New Understanding Of Complex Virus Nano-Machine For Cell Puncturing And DNA Delivery

Funded primarily by the National Science Foundation and published in the January 31, 2002 issue of the journal Nature, the research describes for the first time how the virus uses a needle-like, biochemical puncturing device to invade its host.

"We show, in its entirety, a complex machine that allows a virus to efficiently infect its unfortunate host cell, the E. coli. The baseplate portion of the virus tail is essential in this process," says lead researcher Michael Rossmann of Purdue University. Rossmann conducted the research with colleagues Shuji Kanamaru, Petr Leiman, and Paul Chipman of Purdue University, Victor Kostyuchenko and Vadim Mesyanzhinov of the Shemyakin-Ovchinnikov Institute of Bioorganic Chemistry (Russia), and Fumio Arisaka of the Tokyo Institute of Technology (Japan).
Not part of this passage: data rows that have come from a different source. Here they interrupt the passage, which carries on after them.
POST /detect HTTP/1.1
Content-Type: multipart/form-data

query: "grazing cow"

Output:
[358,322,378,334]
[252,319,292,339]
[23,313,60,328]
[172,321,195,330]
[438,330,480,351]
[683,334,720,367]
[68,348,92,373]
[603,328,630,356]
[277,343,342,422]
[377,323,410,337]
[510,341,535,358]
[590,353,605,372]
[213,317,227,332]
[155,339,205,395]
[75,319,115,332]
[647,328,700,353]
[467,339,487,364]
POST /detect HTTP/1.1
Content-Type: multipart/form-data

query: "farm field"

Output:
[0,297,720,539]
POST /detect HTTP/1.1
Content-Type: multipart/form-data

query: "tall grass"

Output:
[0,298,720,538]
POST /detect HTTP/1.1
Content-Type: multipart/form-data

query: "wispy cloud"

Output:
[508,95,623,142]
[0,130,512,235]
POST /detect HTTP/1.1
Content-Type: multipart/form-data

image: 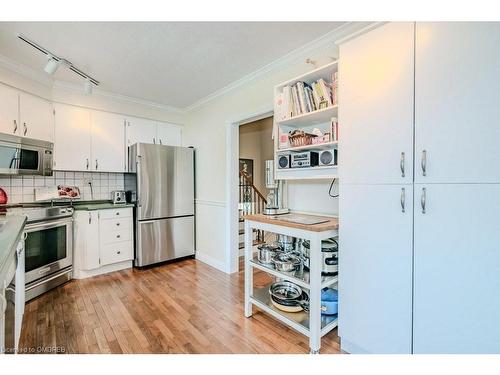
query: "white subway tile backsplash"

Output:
[0,171,124,203]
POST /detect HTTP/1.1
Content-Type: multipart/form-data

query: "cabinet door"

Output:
[127,117,158,147]
[54,104,91,171]
[413,184,500,354]
[157,122,182,146]
[339,184,413,354]
[18,93,54,142]
[74,211,100,275]
[0,85,20,135]
[90,111,126,172]
[339,22,414,183]
[415,22,500,183]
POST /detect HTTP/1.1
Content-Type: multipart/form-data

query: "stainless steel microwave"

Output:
[0,133,54,176]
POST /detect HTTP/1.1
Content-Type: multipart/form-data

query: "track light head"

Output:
[43,55,60,75]
[83,78,92,95]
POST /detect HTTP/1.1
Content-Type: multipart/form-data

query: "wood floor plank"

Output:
[20,259,340,354]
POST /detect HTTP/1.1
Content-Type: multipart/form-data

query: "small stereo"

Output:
[278,154,290,169]
[319,149,337,165]
[290,151,319,168]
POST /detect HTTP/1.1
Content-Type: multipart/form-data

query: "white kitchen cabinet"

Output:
[73,211,100,272]
[0,85,20,135]
[90,111,126,172]
[74,207,134,279]
[339,184,413,354]
[54,103,91,171]
[414,184,500,354]
[126,117,159,147]
[17,92,54,142]
[157,122,182,146]
[339,22,414,183]
[416,22,500,183]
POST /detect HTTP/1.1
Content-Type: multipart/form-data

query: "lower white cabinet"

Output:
[74,207,134,279]
[412,184,500,354]
[339,184,413,353]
Because of increasing resistance of infectious bacteria to pharmaceutical antibiotics like penicillin, new antibiotic tools are needed. Bacteriophages may play a future role in controlling disease-causing bacteria. "Knowing the exact mechanism of T4 bacteriophage infectivity is a significant breakthrough. This information could eventually help in creating "designer viruses" that could be the next class of antibiotics," said Kamal Shukla, the NSF project officer for this research.
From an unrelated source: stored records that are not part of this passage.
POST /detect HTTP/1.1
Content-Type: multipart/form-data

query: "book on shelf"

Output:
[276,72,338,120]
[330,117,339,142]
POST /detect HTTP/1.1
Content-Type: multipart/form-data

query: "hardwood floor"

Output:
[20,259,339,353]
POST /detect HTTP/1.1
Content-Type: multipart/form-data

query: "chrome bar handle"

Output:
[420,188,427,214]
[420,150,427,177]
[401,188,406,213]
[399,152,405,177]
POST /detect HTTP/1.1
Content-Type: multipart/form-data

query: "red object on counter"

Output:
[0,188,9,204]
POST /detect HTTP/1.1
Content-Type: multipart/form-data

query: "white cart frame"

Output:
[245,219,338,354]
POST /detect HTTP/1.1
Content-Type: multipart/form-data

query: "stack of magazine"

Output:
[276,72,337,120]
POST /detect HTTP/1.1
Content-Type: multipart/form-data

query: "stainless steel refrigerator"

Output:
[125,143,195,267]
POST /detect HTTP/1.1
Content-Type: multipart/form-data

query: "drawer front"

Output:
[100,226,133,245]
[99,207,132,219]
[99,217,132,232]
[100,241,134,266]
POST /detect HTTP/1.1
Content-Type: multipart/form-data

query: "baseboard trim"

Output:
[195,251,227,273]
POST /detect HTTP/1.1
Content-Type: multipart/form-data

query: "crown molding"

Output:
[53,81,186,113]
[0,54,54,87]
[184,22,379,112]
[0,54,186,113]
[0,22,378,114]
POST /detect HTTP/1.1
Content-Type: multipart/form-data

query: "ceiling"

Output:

Although only about a hundred nanometers in length and width, bacteriophage T4 is considered the "Tyrannosaurus rex" of bacteriophages as it is one of the largest of the bacterial viruses. It is also a "tailed virus" because it has a tail with fibers that are used to grip its host. The tailed viruses are very common; up to one billion phages can exist in a milliliter of freshwater.
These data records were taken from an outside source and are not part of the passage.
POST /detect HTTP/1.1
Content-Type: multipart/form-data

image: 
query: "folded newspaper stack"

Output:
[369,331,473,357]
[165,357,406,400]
The T4 virus consists of a head, tail, baseplate, and tail fibers - six that are long, and six that are short. The long fibers first find the E. coli and make a loose attachment; then the short fibers fasten to get a tighter grip.

The baseplate is the "nerve center" of the virus. When the long and short fibers attach to E. coli, the baseplate transmits this message to the tail, which contracts like a muscle. The baseplate both controls the needlepoint of the tail and the cutting enzyme that make a tiny, nanometer-sized hole through the cell wall of the E. coli. The viral DNA is then squeezed through the tail into the host. The E. coli, thus infected, starts to make only new phage particles and ultimately dies. "Our research described for the first time the structure of phage baseplate proteins and their role in cutting through the host cell wall," said Rossmann.